Multi-channel applications targeting very large scale systems (RADAR, electronic warfare, satellite communication, and massive MIMO) are now combining multiple input multiple output (MIMO), beam-forming, and controlled latencies with other classical requirements of RF channel design such as linearity, noise and spectral purity. This shift in technology is occurring simultaneously to the move to the RF direct conversion to enable the level of integration required. The radio transmitter and radio receiver architecture, a MIMO system will trigger a requirement to distinguish multiple data streams, the following figure illustrates a typical MIMO system in which the channel alignment is critical.
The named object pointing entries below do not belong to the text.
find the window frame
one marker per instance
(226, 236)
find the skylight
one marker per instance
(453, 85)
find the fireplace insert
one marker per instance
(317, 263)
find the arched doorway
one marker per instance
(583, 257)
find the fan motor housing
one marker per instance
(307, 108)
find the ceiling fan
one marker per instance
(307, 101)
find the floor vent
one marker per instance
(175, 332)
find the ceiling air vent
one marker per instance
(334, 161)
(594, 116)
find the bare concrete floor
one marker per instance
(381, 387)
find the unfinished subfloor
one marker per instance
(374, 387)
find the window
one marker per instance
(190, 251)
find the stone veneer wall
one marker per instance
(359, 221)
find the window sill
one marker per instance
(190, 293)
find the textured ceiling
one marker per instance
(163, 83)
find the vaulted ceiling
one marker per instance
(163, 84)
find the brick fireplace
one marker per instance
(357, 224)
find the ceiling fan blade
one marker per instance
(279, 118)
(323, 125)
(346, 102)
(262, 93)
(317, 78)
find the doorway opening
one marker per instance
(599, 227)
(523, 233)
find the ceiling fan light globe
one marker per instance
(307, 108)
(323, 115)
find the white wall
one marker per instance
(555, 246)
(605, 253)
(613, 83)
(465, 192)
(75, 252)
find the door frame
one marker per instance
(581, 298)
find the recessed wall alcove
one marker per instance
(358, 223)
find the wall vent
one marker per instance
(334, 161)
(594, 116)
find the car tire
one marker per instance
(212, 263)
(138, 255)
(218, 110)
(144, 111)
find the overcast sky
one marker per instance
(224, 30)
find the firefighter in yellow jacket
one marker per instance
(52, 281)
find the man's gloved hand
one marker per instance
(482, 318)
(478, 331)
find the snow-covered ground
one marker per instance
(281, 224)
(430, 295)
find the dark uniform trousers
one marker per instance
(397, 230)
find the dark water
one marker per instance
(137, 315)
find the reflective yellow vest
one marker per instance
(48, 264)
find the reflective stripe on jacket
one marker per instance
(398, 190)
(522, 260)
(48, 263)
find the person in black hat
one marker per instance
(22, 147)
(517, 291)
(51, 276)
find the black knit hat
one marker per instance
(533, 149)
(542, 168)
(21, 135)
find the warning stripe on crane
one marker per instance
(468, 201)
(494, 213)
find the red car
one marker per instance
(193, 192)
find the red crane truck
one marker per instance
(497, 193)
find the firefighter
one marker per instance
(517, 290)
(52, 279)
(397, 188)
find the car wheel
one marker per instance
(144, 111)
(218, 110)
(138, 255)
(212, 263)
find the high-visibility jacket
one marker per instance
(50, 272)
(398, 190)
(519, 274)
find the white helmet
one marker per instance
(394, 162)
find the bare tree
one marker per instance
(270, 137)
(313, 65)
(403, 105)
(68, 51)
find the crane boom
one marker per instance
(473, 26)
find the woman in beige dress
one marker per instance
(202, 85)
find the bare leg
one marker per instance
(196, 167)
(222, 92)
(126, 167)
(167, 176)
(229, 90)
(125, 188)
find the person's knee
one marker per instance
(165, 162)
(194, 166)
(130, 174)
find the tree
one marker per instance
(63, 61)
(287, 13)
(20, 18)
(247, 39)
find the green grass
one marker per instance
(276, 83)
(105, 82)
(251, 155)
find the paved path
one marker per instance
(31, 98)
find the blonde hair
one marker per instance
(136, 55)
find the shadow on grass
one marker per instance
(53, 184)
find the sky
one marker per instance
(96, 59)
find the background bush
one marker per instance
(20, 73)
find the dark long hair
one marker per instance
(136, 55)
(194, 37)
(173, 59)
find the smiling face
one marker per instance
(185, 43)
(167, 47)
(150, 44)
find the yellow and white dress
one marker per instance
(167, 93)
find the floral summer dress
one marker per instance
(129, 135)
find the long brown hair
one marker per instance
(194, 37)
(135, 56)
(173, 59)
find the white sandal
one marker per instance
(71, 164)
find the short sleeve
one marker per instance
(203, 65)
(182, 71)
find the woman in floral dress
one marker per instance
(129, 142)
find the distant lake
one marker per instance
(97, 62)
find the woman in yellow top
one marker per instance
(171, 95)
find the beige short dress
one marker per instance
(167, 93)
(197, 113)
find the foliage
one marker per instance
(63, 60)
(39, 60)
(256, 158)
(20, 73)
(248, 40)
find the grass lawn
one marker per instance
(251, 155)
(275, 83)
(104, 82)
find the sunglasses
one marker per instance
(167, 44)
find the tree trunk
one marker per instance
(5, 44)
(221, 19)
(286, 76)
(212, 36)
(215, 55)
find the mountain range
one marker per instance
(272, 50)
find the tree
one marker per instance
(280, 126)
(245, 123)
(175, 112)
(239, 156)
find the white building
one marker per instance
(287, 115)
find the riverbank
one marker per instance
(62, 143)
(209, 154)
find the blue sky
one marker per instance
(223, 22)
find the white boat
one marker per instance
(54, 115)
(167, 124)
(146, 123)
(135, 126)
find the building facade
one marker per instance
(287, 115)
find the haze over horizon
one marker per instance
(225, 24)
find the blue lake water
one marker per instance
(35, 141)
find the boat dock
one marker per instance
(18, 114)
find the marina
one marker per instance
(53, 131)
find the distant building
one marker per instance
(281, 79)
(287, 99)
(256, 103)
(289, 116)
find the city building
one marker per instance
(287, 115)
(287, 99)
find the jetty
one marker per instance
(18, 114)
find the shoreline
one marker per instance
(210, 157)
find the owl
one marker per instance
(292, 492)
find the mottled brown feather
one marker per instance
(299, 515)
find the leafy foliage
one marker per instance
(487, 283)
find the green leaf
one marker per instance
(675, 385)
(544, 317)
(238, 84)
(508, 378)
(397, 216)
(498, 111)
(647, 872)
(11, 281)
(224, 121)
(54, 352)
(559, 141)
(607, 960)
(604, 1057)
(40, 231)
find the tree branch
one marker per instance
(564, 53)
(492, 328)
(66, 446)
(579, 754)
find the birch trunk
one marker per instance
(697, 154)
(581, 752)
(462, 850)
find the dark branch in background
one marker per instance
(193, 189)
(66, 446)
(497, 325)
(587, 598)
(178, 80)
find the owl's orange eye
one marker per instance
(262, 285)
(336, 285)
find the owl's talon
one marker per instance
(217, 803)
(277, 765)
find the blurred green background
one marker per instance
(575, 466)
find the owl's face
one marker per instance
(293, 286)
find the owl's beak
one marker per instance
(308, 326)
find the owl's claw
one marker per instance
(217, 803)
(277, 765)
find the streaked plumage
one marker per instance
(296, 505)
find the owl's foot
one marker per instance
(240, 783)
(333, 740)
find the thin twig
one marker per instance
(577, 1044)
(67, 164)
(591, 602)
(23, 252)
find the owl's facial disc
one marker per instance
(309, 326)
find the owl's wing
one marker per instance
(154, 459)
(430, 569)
Most of the technologies used to encode and decode the information are passing through the radio signal requires RF path alignment to enable the MIMO transceiver system. This requirement becomes mandatory and critical when the RF subsystem enables beam-forming. Therefore, latency control from user data to the antenna becomes a critical requirement and is linked to the design system RF clocking requirements using direct RF conversion. The application may have different requirements:
- The latency alignment– The difference in latency between channels.
- The latency determinism– The total latency for each channel is consistent between start-ups of the full system.
The following figure illustrates the concepts of latency alignment and latency determinism.
In any systems with multiple independent RF converters and clocking structures, there are several potential sources of latency uncertainty. Matching these latencies is critical, but also challenging and can consume a lot of power in a large system using multiple discrete converters. Discrete converters have standardized the use of the JESD204B SYSREF scheme for synchronization. Similarly, the Zynq® UltraScale+™ RFSoC has implemented a complementary, simplified scheme using SYSREF signal, which is a shared signal that defines a common timing reference.
The integration of the RF data converters in the Zynq UltraScale+ RFSoC results in the elimination of the serial transceiver links for RF digital communication that typically consume power and add latency. However, to provide a flexible clocking and number of data words for the PL (Programmable Logic) design, each RF-ADC and RF-DAC digital signal processing block incorporates independent gearbox FIFOs. These FIFOs allow data to be transferred between the PL clock domain and the RF converter sample clock domain which can result in a non-deterministic latency across the async FIFO, which causes the uncertainty in latency between different tiles. This latency is measured and corrected using the Multi-Tile Synchronization (MTS) feature.